No, this isn't the latest Dan Quayle joke. It's true.
On New Year's Day, according to a White House announcement, U.S. troops in the Saudi Arabian desert will receive a visit and a pep talk from Vice President Dan Quayle.
It's no joke, but sending Quayle to exhort troops to battle is one of Desert Shield's more bizarre ideas. Somehow a gung-ho, hit-'em-hard speech to the troops by a vice president who used his wealthy family's clout to sit out the Vietnam War does not strike me as a morale builder.
What's Quayle going to do, echo the president's threat that Saddam Hussein will get his backside kicked?
Sure, the troops will applaud Quayle politely. He's brass. But anybody who's spent time around infantrymen or Marines can imagine the sardonic comments along the chow lines.
These guys can't buy a beer. Can't celebrate Christmas publicly. Can't flaunt a pinup. So for compensation they get a we're-in-this-together exhortation from Quayle, who skipped the draft by joining the Indiana National Guard and fighting what wags call "The Battle of Kokomo."
True, celebrities from Bob Hope to Steve Martin to slews of Congressfolk have toured the desert camps. So why not Quayle, the man who's a heartbeat away from the presidency?
Wrong guy, wrong place.
If administration insiders think they'll rebuild Quayle's image with TV film of the veep eating MRE rations with field troops, they're misguided. If anything, the scenes will revive the 1988 campaign rhubarb over Quayle's use of family pressure to duck the Army.
Quayle, by his account, had passed the physical in 1969 and was ripe for the draft. He had his parents contact an ex-National Guard commander who was editor of the family's newspaper. He then spent six months in a popular Indiana guard unit writing press releases.
"I wanted to go to law school as quickly as possible," Quayle said. "Serving in the National Guard was the patriotic thing to do."
Sure, Quayle will undoubtedly be filmed visiting guard units in the desert. But 1969 was a different war. A National Guard slot was an almost sure way to avoid combat. And yes, members of Quayle's generation made less honorable choices, faking illnesses or fleeing to Canada.
But 20 years later they aren't being sent as an American symbol to 300,000 troops on the edge of war.
I don't agree with critics who label politicians who sat out Vietnam and now aggressively talk of attacking Iraq -- Rep. Steve Solarz, D-N.Y., Rep. Newt Gingrich, R-Ga., and even Defense Secretary Dick Cheney are mentioned -- as "chicken hawks."
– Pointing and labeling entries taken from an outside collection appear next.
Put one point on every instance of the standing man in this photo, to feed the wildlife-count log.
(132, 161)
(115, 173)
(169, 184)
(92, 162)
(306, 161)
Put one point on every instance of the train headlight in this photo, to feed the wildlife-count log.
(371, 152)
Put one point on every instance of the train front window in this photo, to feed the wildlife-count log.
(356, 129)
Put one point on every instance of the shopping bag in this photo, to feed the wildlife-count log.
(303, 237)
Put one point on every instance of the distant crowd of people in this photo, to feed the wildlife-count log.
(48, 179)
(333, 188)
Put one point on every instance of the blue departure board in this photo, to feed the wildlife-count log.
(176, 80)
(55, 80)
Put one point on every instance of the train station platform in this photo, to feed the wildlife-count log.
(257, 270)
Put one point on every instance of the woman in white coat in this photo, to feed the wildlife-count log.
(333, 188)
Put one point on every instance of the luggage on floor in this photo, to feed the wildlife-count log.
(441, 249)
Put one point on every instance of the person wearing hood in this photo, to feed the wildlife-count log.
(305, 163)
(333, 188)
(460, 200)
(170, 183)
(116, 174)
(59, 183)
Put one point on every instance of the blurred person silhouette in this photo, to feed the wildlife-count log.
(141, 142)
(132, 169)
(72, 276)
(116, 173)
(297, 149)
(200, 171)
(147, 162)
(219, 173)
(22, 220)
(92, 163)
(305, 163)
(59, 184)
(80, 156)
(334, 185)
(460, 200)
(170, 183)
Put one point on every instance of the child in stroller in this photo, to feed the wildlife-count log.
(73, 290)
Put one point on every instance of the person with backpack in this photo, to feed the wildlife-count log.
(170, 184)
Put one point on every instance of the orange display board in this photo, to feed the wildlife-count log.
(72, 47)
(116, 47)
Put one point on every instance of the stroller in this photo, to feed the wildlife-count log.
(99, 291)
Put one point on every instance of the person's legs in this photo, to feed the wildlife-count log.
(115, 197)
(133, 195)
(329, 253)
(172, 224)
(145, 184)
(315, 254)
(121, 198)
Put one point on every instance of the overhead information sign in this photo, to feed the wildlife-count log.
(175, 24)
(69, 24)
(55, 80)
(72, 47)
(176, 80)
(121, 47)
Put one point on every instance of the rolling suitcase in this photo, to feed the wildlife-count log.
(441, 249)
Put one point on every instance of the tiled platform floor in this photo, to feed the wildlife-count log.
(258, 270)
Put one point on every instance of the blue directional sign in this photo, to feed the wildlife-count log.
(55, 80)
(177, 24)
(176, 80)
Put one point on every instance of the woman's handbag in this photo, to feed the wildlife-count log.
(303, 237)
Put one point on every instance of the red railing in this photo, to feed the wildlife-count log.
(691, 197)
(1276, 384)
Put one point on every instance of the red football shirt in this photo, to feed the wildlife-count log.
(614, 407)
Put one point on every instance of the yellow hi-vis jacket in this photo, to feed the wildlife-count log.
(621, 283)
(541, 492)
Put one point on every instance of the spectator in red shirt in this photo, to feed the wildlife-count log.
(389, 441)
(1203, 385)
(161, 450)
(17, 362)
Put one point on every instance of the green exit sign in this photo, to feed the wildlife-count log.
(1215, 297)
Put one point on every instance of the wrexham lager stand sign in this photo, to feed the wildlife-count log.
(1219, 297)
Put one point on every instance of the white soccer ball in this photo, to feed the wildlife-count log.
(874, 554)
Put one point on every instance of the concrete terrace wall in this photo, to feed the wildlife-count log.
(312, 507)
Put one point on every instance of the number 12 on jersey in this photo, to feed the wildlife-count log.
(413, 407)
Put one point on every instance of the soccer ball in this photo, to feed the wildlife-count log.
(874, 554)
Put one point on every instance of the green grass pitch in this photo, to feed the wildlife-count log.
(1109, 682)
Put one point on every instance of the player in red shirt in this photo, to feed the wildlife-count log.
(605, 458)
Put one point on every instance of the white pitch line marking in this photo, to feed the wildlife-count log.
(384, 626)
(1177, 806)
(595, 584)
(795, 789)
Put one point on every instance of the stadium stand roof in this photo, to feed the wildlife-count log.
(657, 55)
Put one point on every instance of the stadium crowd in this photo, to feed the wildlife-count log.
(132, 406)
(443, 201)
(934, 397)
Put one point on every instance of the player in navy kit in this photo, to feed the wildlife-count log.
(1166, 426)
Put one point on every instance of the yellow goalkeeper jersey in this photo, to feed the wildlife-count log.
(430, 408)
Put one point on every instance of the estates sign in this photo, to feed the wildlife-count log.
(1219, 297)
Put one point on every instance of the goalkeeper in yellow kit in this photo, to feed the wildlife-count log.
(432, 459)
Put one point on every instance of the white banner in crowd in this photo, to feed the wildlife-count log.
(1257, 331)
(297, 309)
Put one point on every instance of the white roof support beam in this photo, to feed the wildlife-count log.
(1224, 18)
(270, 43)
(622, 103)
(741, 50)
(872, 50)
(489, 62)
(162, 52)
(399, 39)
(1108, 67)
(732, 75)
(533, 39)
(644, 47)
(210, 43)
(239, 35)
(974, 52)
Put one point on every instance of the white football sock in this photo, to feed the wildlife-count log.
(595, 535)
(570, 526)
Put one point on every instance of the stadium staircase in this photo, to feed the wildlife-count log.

When Quayle, though, makes saber-rattling speeches about flattening Saddam, they sound as tinny as Woody Allen threatening to bust Mike Tyson.
And Quayle as a warmaking expert is not exactly Karl von Clausewitz. On ABC's "Nightline," arguing that Vietnam is no parallel to a Persian Gulf war, Quayle analyzed, "Vietnam is a jungle. You had jungle warfare. Kuwait, Iraq, Saudi Arabia, you have sand."
Obviously Quayle's handlers want to expose him on TV among Desert Shield troops to stifle a "Dump Dan" movement in 1992. (Ironically, the long-shot replacement for Quayle on the '92 ticket is Pentagon commander Gen. Colin Powell.) But repackaging Quayle is a tough sell. In a recent NBC/Wall Street Journal poll, 69 percent said the thought of Quayle as president makes them "uncomfortable."
George Bush may never admit Quayle was his mistake.
OK, let Quayle go on being the charming First Golfer, presiding over space shots and making showy trips to Third World capitals.
But sending Quayle, who ducked the last war in law school, to rally combat troops around the battle flag is a ridiculous caricature.
Is this real life or a Doonesbury strip?
Matter of fact, posing the Boy Veep as a desert warrior IS the latest Dan Quayle joke. But it's not funny.